2. Setting penalties (deductibles, penalty fees)
In order to bind the agreement, a penalty provision is essential in the agreement. Usually, a monetary means called a penalty or a penalty is used most of the time. The difference between a penalty and a penalty is only one letter, but their legal meanings are very different.
Liquidated damages are presumed to be the amount of damages according to Article 398 of the Civil Act. In other words, it is to predetermine the amount of damages that will occur in the event of a breach of contract or agreement. Liquidated damages are used as a means to enforce performance as a 'penalty' for the breach of obligation itself, regardless of damages.

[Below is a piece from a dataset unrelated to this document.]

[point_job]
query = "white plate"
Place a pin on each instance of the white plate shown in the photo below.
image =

At first glance, they seem similar. However, there is a difference in whether the court can reduce the amount of liquidated damages or penalty in cases where a lawsuit is filed due to the issue of payment of liquidated damages. In the case of liquidated damages, the court may reduce the amount appropriately at its discretion if the liquidated damages are estimated to be the amount of compensation according to Article 398, Paragraph 4 of the Civil Act. On the other hand, the court cannot reduce the amount of liquidated damages, which is the position of our Supreme Court precedent. Of course, if both the liquidated damages and penalty are excessively heavy to the point of being beyond common sense, they can be deemed invalid on the grounds that they are against public order and morals, but cases where they are deemed invalid in this way are actually very rare, and the courts refrain from making such judgments (Supreme Court 2022. 7. 21. Decision 2018da248855, 2018da248862 En banc Decision).

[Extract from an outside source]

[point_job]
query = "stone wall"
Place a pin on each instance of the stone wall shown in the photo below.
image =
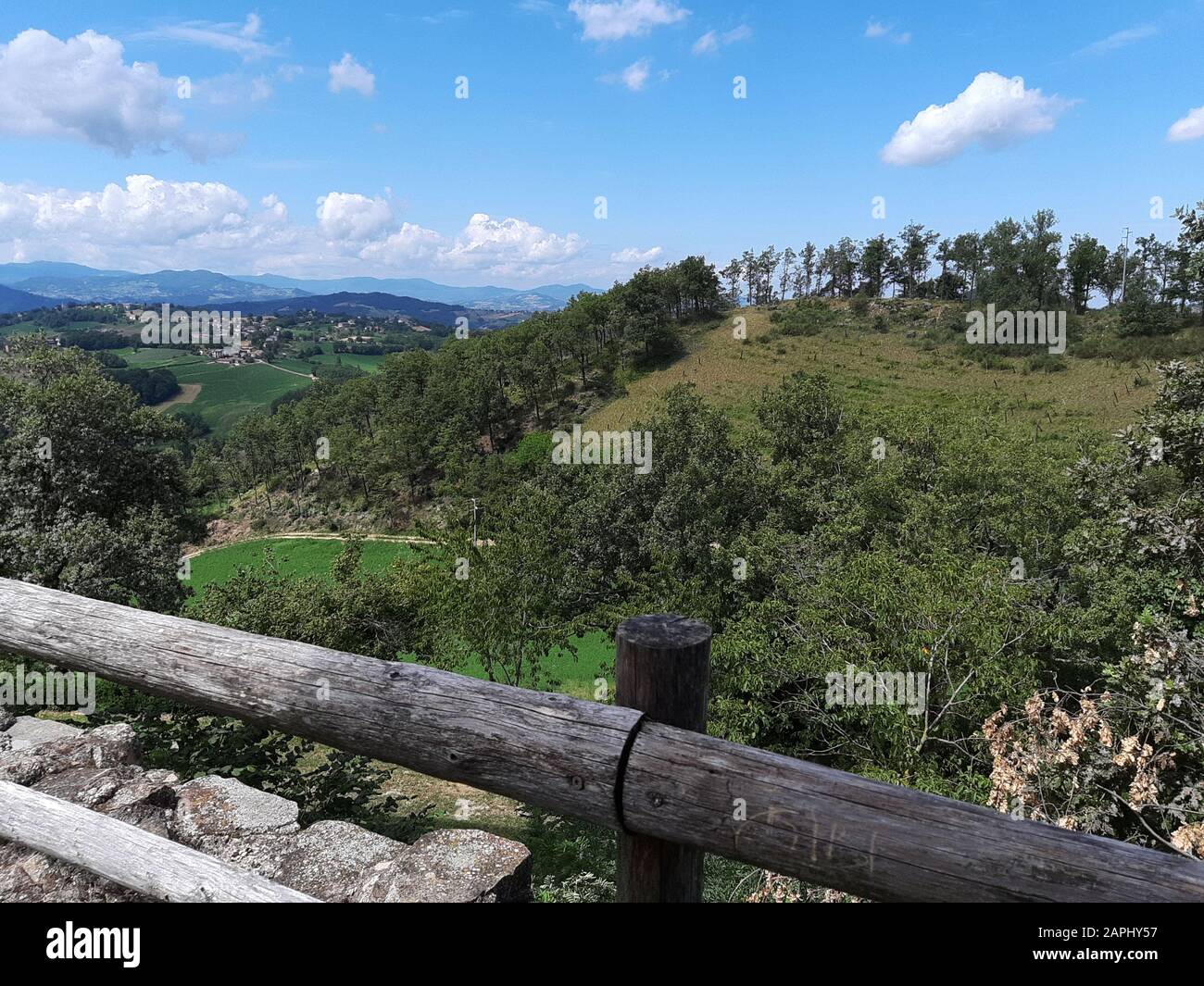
(332, 860)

Therefore, when adding a penalty clause for breach of agreement, it would be advantageous for the party with the obligation to perform the agreement to set it as a penalty, and for the party concerned about the other party's breach of agreement to set it as a penalty.
3. Sub-Agreement
The agreement to refrain from filing a lawsuit is the most important part of the agreement. It literally means an agreement to refrain from filing a lawsuit. The purpose of writing an agreement is to finally resolve the disputed matter through the agreement and prevent problems from being raised in the future. If there is no agreement to refrain from filing a lawsuit, there is no reason to write an agreement.
It is usually written as a phrase similar to “No civil or criminal claims, lawsuits, or other objections will be raised.” It may seem like a simple phrase. However, if one party later files a lawsuit on a matter that has been agreed upon as not to file a lawsuit, the court will dismiss the lawsuit, deeming it unlawful on the grounds that there is no “interest in protecting rights.” In other words, without looking into the specifics, it is saying that since there is an agreement to not file a lawsuit, there is no need to protect rights through a trial.

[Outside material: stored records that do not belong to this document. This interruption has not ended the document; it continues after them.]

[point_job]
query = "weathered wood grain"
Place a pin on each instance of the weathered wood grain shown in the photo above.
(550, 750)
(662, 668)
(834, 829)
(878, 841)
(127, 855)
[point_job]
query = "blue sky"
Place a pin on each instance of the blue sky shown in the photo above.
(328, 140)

As such, subcontract agreements are essential to an agreement, so they must be included when drafting the agreement.
The agreement is the final settlement of the dispute and may impose heavy penalties depending on its contents, so you should carefully review it before stamping it. Even though it is smaller than other contracts, we carefully consider and review the agreement several times to ensure that each word will not be interpreted differently and that there will be no potential problems in the future. We strongly recommend that you be aware of the importance of the agreement, keep in mind the precautions I have mentioned, and seek professional help if necessary.